The workload explains why the category is needed. The substrate explains why it can exist now.
Omnigraph
Omnigraph is our implementation of this shape.
It is a lakehouse-native, versioned knowledge substrate for agentic teams: a typed operational graph where humans and agents assemble context, coordinate through shared state and events, and safely merge proposed changes into accepted operational truth.
Concretely:
| Requirement | Omnigraph mechanic |
|---|---|
| Shared meaning | Typed schema / ontology |
| Relationship-local context | Graph model |
| Context assembly | Graph + vector + full-text in one runtime |
| Evidence beyond rows | Native blobs for files, images, and video |
| Safe agent writes | Branches |
| Reviewable mutation | Diff and merge |
| State-layer coordination | Commits, events, branch heads, merge status |
| Stable reasoning | Point-in-time queries |
| Multi-entity updates | Graph-level commits |
| Durable history | Lance / object-store-native storage |
| Query execution | DataFusion + Rust |
A typical workflow
A typical workflow looks like this.
An agent investigates a customer at risk.

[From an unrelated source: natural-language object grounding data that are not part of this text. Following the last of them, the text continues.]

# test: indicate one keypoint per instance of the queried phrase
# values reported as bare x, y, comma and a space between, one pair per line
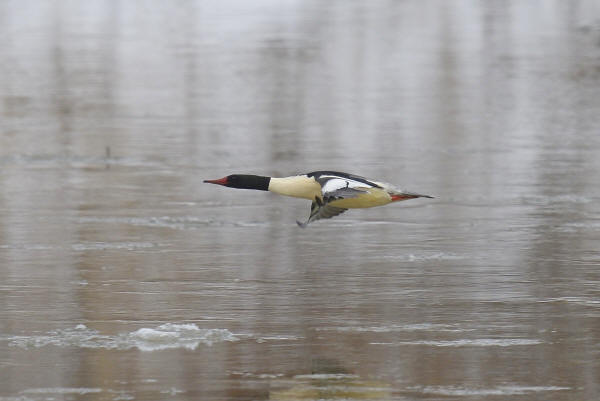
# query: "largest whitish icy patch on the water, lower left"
165, 336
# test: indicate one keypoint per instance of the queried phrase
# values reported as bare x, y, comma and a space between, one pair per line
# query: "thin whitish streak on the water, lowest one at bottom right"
499, 390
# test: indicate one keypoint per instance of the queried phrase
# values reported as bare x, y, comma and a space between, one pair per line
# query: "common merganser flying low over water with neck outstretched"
331, 192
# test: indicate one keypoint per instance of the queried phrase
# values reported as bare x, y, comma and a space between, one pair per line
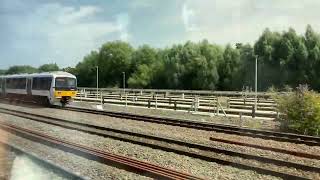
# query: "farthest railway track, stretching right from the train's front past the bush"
229, 129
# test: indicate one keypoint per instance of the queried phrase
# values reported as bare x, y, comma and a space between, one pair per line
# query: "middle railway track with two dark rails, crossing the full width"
171, 145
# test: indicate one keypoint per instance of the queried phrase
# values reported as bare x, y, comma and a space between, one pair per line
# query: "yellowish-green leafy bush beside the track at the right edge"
300, 111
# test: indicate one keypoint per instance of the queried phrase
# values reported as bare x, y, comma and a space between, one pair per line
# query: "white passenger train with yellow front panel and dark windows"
48, 88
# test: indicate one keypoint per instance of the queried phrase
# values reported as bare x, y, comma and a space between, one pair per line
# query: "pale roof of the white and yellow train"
43, 74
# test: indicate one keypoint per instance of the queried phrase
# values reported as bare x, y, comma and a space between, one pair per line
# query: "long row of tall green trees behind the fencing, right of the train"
284, 59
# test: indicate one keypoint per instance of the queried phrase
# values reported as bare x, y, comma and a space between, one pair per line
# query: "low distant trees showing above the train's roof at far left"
30, 69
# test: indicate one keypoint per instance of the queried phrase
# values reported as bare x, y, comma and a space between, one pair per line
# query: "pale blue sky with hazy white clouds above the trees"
35, 32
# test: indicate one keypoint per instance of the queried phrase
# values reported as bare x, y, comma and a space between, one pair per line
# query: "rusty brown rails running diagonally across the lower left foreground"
139, 167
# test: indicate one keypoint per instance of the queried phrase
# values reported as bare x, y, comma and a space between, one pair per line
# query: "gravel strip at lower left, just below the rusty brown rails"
79, 165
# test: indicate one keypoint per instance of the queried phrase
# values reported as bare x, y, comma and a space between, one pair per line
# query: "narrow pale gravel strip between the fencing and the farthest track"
249, 122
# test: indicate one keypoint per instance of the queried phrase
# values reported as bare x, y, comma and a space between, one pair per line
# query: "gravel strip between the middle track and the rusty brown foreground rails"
167, 159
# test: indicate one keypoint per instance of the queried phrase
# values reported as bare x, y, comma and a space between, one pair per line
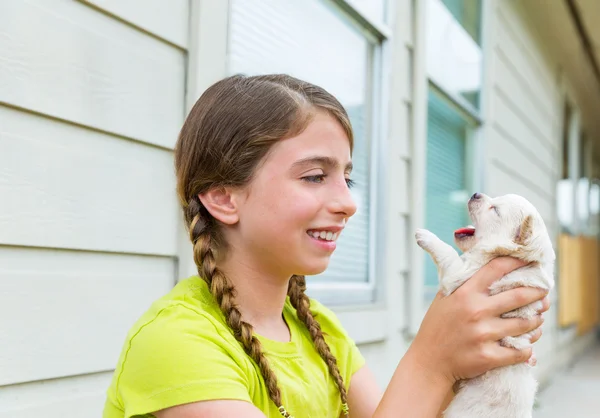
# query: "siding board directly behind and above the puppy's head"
503, 180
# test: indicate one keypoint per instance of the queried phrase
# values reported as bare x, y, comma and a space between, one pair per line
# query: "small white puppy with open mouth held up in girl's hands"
503, 226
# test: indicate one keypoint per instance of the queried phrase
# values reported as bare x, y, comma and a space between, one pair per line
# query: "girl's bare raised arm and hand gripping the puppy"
458, 339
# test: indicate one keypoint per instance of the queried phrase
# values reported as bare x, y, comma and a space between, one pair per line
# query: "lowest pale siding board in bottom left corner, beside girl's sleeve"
73, 397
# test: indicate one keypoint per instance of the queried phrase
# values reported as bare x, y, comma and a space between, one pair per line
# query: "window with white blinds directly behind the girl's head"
316, 41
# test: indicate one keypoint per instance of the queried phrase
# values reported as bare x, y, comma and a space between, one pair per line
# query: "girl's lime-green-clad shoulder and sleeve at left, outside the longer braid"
180, 351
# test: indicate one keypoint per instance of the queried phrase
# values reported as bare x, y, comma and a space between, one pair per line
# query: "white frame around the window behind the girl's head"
209, 44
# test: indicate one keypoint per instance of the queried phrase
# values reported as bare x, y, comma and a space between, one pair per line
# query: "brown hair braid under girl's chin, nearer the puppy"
301, 303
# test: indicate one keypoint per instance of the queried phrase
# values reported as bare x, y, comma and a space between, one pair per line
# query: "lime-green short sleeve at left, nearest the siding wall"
179, 357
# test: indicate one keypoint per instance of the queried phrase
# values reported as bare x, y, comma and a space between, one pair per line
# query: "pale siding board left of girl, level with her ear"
68, 187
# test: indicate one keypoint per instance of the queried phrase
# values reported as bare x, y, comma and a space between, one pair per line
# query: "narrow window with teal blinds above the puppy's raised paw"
454, 70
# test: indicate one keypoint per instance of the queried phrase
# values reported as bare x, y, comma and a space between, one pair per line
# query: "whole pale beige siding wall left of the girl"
90, 107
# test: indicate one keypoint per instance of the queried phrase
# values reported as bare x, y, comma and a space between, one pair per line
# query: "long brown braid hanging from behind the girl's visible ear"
201, 235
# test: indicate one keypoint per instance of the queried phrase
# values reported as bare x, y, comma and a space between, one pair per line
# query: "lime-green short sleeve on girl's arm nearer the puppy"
338, 339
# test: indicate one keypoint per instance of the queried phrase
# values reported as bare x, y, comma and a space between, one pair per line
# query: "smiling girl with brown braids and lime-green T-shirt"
263, 174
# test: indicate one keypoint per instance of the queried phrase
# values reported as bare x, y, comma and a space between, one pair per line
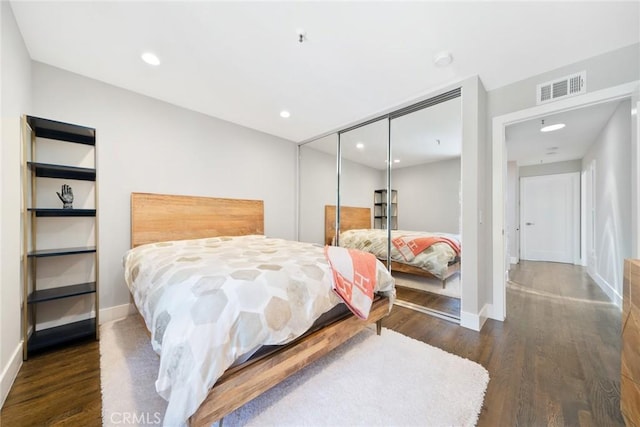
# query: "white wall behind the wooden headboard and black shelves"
145, 145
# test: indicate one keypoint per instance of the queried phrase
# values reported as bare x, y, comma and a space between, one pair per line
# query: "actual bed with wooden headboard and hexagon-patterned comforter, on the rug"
161, 222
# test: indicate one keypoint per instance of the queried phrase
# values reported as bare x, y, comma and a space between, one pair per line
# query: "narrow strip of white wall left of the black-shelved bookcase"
15, 74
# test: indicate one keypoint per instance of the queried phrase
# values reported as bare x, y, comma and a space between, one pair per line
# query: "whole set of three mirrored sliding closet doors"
392, 186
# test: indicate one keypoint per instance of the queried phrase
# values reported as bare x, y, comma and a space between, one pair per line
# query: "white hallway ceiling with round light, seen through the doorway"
526, 145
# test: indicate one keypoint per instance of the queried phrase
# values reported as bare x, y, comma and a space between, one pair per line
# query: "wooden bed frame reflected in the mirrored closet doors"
352, 218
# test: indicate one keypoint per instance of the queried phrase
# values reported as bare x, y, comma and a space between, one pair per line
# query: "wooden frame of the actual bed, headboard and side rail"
158, 217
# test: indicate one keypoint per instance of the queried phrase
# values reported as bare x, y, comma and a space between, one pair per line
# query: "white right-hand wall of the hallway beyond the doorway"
611, 152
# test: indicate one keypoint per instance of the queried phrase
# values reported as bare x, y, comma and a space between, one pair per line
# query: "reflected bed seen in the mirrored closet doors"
356, 232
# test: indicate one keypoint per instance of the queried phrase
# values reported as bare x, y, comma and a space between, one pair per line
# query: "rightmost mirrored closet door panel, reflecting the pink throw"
426, 147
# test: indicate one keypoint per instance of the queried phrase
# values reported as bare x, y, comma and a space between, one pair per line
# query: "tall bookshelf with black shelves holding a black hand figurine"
61, 147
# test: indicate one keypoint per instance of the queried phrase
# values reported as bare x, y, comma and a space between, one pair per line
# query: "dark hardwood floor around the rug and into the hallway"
554, 361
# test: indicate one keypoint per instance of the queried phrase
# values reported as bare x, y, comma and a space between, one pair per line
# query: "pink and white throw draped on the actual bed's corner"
354, 274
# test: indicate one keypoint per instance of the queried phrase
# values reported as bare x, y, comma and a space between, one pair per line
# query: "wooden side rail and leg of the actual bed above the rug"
238, 387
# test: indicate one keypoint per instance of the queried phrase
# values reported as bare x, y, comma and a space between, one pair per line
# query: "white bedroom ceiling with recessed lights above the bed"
242, 62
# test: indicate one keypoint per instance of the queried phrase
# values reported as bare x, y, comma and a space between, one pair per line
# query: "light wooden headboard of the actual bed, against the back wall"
162, 217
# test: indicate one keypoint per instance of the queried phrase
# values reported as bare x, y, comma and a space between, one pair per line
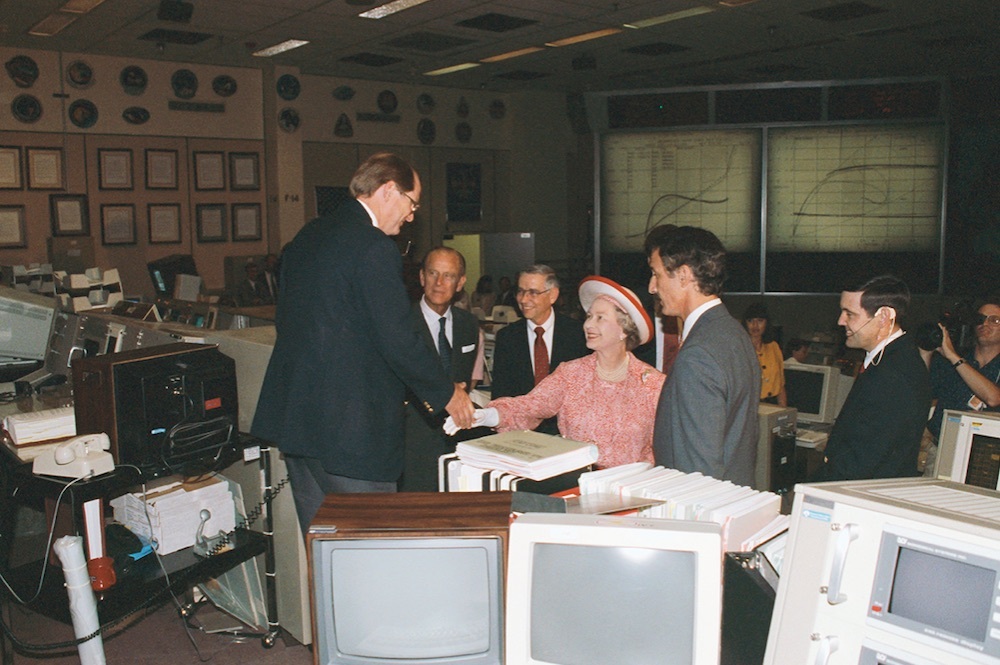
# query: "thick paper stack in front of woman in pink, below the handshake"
529, 454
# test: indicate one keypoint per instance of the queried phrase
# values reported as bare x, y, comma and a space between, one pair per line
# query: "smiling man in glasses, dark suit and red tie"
516, 366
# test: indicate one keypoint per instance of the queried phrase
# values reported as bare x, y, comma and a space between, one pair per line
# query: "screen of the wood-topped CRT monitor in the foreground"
412, 600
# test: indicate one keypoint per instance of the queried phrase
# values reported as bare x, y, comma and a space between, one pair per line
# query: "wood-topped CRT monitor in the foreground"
413, 578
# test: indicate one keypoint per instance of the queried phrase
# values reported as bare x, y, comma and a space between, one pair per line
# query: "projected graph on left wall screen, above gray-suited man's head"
708, 179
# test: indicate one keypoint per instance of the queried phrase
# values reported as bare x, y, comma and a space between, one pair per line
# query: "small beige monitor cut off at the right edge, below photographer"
969, 448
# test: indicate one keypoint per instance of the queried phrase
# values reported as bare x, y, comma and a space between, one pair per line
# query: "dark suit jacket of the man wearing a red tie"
513, 373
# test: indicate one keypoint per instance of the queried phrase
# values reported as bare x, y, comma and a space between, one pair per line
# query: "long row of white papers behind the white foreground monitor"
747, 516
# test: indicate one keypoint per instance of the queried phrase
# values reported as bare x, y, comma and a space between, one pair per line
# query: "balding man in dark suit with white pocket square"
453, 334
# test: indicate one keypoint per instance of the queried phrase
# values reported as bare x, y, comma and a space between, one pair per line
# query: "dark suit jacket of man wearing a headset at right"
877, 433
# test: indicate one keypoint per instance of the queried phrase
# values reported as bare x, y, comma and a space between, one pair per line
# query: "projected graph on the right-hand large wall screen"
854, 189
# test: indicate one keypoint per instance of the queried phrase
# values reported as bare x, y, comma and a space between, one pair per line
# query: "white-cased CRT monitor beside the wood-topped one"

It starts from the customer node, walks the account graph, retrieves tickets, transcripts, product events, docs, prior decisions, and similar historical cases. Some evidence comes from exact filters. Some comes from full-text search. Some comes from vector retrieval. The useful result is a ranked, permission-safe, provenance-bearing context set, tied to a specific snapshot.
The agent then writes proposed changes on a branch: a new risk assessment, evidence links, suggested actions, affected owners, and follow-up tasks. That branch becomes visible state. Another agent can subscribe to the change event, inspect the proposed graph, add contract terms and recent usage patterns, or flag a conflict with an existing mitigation plan. A human reviews the diff, accepts part of it, rejects part of it, and merges the accepted state to main.
Later, the team can reconstruct what the agent saw, what it proposed, who reviewed it, what changed, which events fired, and which state became accepted. That is the difference between an agent transcript and an operational system of record.
Hard problems and the category boundary
There are hard problems here.
Semantic merge is harder than row merge. Index freshness needs explicit contracts. Provenance has to be modeled into the data, not added as a comment field after the fact. Policy should push into query planning so unauthorized context never reaches the model. Branches can create review overload if the diff quality is poor. Context quality needs measurement: recall, precision, freshness, permission safety, and evidence coverage. Coordination needs clear boundaries between database state and workflow control. Hot entities and graph partitioning become real systems problems as agent count grows.
Those problems are the category boundary.
A database starts to belong in this category when it makes the following native: hybrid context retrieval, typed operational graph state, branch-local proposed writes, graph-level commits, state-layer coordination, diff and merge, point-in-time reconstruction, provenance, actor-aware governance, and durable object-store history.
Reading, writing, and coordination as one loop
Agents need a database that treats reading, writing, and coordination as one loop. Context becomes action. Action becomes reviewed state. Reviewed state becomes coordination. Coordination produces future context.